Clarissa Harlowe Barton was born on Christmas Day, 1821 in North Oxford, Massachusetts to Captain Stephen Barton and his wife Sarah Stone. She was the youngest of five children: Dorothy - 17, Stephen - 15, David - 13, and Sally – 10 at the time.
Coming from very unpretentious beginnings, Clara as she was fondly known by, was a timid and shy child. Her elder brother David spent much time with Clara riding horses and enjoying the outdoors which helped to relieve some of the timidity she first felt.
The Barton home where Clara was born still exists to this day in its original location and is a museum to her life and testament to the simple yet solid foundations her family was known for.
The Barton family, whose beginnings can be traced back to 11thcentury England in the Domesday book, otherwise known as: ‘A great survey’ commissioned by William the Conqueror, shows that the family was awarded land due to their loyalty to king and country.
The Barton family in America first appears in 1640 in Salem, Massachusetts after Edward Barton emigrated from England as one of the early colonists. After several moves throughout New England, the Barton family finally settled in North Oxford, Massachusetts and took up daily living with their Universalist religious background.
Of particular note are the facts that Clara’s family established the first Universalist church in Oxford and ordained its first Pastor: Hosea Ballou who is considered one of the fathers of American Universalism. As described in the story of Clara’s life by Percy H. Elper: “Yet her father and mother, however liberal in their creed, never relaxed from the deepest habits of all that was best in Pilgrim and Puritan. No matter how snowy, no matter how the winds hurtled over the hilltops — the Barton family not only drove five miles to church every Sunday, but maintained, during the other six days of the week, the deeper fundamentals of conscience and honor peculiar to their forefathers' faith.”
Foundational Nurse Training
In 1832 Clara and her family experienced a significant medical crisis that helped form her future nursing skills and made clear the talent she innately possessed.

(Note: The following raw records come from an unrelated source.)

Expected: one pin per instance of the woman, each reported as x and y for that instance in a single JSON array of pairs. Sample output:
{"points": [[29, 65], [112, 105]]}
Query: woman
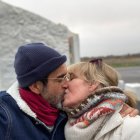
{"points": [[93, 102]]}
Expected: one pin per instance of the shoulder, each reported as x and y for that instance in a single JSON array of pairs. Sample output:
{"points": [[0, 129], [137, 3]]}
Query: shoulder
{"points": [[131, 128]]}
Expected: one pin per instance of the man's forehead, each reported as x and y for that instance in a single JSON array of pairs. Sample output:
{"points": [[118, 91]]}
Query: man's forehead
{"points": [[61, 70]]}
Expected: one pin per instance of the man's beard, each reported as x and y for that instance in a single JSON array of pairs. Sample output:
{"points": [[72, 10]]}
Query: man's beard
{"points": [[56, 102]]}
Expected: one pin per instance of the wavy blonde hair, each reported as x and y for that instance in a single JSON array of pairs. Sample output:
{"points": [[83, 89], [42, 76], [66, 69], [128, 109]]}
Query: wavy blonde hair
{"points": [[102, 73]]}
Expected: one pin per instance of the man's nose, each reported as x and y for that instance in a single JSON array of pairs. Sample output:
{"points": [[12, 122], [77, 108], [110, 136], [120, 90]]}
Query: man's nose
{"points": [[65, 84]]}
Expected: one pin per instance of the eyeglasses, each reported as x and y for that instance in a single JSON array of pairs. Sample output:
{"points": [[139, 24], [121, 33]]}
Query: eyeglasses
{"points": [[64, 78], [97, 61]]}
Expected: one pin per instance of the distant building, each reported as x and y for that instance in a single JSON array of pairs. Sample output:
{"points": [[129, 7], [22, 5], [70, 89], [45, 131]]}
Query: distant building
{"points": [[18, 26]]}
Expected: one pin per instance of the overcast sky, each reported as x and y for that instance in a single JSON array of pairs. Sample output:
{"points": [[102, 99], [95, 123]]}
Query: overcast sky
{"points": [[105, 27]]}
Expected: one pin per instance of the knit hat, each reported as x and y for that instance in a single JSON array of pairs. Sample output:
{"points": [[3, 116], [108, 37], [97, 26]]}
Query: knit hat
{"points": [[35, 61]]}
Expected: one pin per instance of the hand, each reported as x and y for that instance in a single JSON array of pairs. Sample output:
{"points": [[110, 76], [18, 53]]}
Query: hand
{"points": [[127, 110]]}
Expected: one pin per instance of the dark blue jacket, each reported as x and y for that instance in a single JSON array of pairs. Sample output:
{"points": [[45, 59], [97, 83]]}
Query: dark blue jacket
{"points": [[15, 124]]}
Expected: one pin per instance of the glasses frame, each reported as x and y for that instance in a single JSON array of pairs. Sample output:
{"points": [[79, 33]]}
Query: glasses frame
{"points": [[64, 78]]}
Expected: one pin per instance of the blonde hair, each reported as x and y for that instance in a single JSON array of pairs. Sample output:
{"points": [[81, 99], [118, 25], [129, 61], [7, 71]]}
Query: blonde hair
{"points": [[102, 73]]}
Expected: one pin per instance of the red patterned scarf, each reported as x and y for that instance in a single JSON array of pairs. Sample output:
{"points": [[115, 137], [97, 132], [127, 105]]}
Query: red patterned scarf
{"points": [[44, 111], [103, 102]]}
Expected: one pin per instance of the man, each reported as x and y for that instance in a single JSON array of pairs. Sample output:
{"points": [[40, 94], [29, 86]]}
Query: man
{"points": [[29, 109]]}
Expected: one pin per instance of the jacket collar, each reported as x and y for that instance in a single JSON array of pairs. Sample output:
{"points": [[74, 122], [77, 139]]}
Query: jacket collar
{"points": [[14, 92], [114, 121]]}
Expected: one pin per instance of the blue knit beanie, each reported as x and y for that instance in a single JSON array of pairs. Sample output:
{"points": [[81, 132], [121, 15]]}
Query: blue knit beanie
{"points": [[36, 61]]}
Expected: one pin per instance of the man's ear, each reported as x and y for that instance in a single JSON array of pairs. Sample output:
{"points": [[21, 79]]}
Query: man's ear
{"points": [[93, 86], [36, 87]]}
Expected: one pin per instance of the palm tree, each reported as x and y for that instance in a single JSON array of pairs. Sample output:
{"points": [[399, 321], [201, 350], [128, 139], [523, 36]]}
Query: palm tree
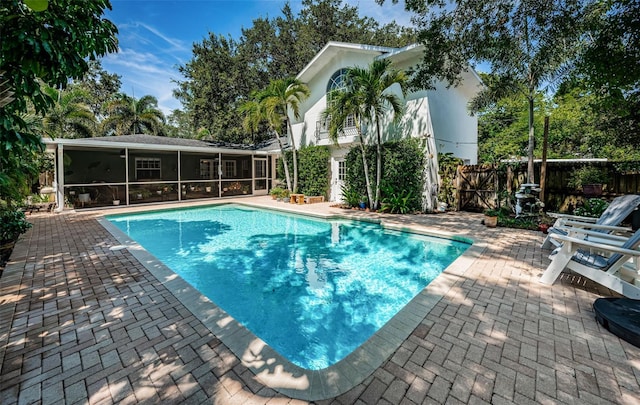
{"points": [[130, 116], [343, 104], [70, 116], [273, 105], [254, 111], [367, 98]]}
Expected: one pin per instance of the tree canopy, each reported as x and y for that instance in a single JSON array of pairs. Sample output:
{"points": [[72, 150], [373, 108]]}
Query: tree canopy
{"points": [[224, 71], [47, 45]]}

Her brother David was severely injured while working on a barn-raising when one of the boards he was standing on at the peak collapsed under him. He fell to the ground sustaining a severe head injury that laid him up in bed for nearly two years.
Clara, perhaps from the closeness she felt to her brother while riding horseback in the woods, spent the entire recovery time caring for David. She also was the one who applied the prescribed treatments of the time for him that consisted of: Leeches, setons (stitches to relieve infection), counter-irritating blisters, and blood-letting to relieve his fever. She is quoted as saying: “For two years I only left his bedside for one half day. I almost forgot that there was an outside to the house.”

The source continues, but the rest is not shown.